При усидчивости любой может создать ряд автобиографий одной личности. Получится множество, объединенное канвой фактов. Со страниц каждой будут глядеть разные люди.
Люди третьего тысячелетия! K вам обращаюсь я, друзья мои, в этот тяжелый для нашей планеты час.
Не прохлопать бы нам Землю, ребята… За нашими ссорами…
Господи, куда ж Ты глядишь, Болван?!
Дашь ли устоять нам, разноязыким и разноверящим?
Ты сотворил, ужаснулся и покончил с Собой, оставив нас в пустоте…
ГЛАВА 33. ЭЛЬВИРКА, СЛАДОСТЬ МОЯ!
Что ты там делаешь сейчас? А я забавляюсь, как никогда. С кем? В жизни не догадаешься. Со старым слюнтяем из тех, на чьих лекциях спим и над чьими поучениями потешаемся.
Но — по порядку.
Давно не писала, а надо бы. Жизнь упростилась. Раньше мы со своей свободой ходили чуть не в потрясателях основ. А теперь все делают, что хотят, на нас перестали обращать внимание. Надеюсь, и у вас так же, несмотря на привкус паранджи.
По-прежнему встречаемся в клубе. Як заметно вырос, как поэт, читает свои вирши, а мы ставим по ним живые картинки. Курим травку и творим черную мессу. Кайф! Домой заваливаюсь когда хочу, все спят, никаких осложнений.
А сегодня вдруг напоролась на маман и была встречена нотацией. Я, конечно, взвилась, но маман не приняла боя, развернулась и уплыла на кухню. В четыре утра! При том, что живут предки, как ты знаешь, по московскому времени. Ссора? У нас? Пошла к себе. Спала плохо. У алтаря перевозбудилась, а подходящего партнера не оказалось. Повалялась немного, потом встала и проскользнула в родительскую спальню. Я до сих пор люблю поприжиматься к папке, и он до сих пор это терпит, но не забывает спросить, приняла ли я ванну и почистила ли зубы. И вместо папки увидела в кровати чужого мужчину.
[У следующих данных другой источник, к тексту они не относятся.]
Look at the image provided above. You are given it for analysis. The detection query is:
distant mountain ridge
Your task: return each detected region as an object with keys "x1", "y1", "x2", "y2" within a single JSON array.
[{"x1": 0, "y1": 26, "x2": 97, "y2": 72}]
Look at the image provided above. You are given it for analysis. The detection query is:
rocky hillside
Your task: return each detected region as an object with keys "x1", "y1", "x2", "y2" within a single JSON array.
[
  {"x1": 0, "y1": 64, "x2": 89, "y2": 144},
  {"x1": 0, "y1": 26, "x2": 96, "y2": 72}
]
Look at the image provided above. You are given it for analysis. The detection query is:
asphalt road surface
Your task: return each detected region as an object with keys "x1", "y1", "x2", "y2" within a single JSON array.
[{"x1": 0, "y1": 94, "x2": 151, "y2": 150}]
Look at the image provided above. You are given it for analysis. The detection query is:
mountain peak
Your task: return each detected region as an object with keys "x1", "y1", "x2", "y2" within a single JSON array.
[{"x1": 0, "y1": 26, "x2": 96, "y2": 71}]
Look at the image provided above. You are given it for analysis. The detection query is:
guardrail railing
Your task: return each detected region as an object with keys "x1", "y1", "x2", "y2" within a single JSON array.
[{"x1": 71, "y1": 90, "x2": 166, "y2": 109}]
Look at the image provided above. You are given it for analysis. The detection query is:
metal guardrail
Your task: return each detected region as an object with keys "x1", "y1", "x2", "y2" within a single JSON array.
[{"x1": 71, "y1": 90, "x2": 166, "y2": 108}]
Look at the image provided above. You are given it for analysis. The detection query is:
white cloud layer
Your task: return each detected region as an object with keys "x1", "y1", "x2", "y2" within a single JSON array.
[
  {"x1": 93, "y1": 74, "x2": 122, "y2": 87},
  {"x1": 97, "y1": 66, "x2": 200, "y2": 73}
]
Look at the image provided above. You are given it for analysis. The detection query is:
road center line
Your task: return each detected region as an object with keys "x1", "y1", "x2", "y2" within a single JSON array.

Не могу отказать себе в удовольствии в этом месте помучить тебя немножко. Ты же знаешь нашу семью. Представляешь пассаж — на родительском ложе чужой мужчина?
Теперь переверни страницу.
Эвка, это был постаревший портрет из любимой книги папкиной юности. Букет, так он теперь себя называет. Он тут обретался в Городских Сумасшедших, а у нас в доме последнее время стал темой постоянных бесед.
Он лежал на боку, лицом ко мне, спал, дергался, постанывал. Как можно было упустить такой случай? Забралась в кресло и стала наблюдать старикашку. Вообще-то ужас, когда они в двухдневной небритости. Но морщин немного, кожа не дряблая, разве у самых век, и еще на шее складки, у подбородка, там у них и читаешь год рождения. Знаешь, кажется, я разобралась, что может привлекать в старикашках: ввиду возраста, в них нет того зверского, что отпугивает в мускулистых животных. Сама понимаешь, при таком повороте мыслей я стала разглядывать его целенаправленно, и бес заискушал меня изрядной забавой. Он бормотал во сне — какие-то фонари, крыши, пес… Мне это надоело, я бросила на пол книгу — плашмя. Он дернулся и раскрыл глаза. Они у него светлые и глупые. А веки воспаленные, словно при простуде. Вылупился он глупыми этими глазами, нашарил на тумбочке очки, надел — и глянул на меня совсем другой человек. Я даже оробела и перевела взгляд на его губы, растрескавшиеся и покрытые корочкой.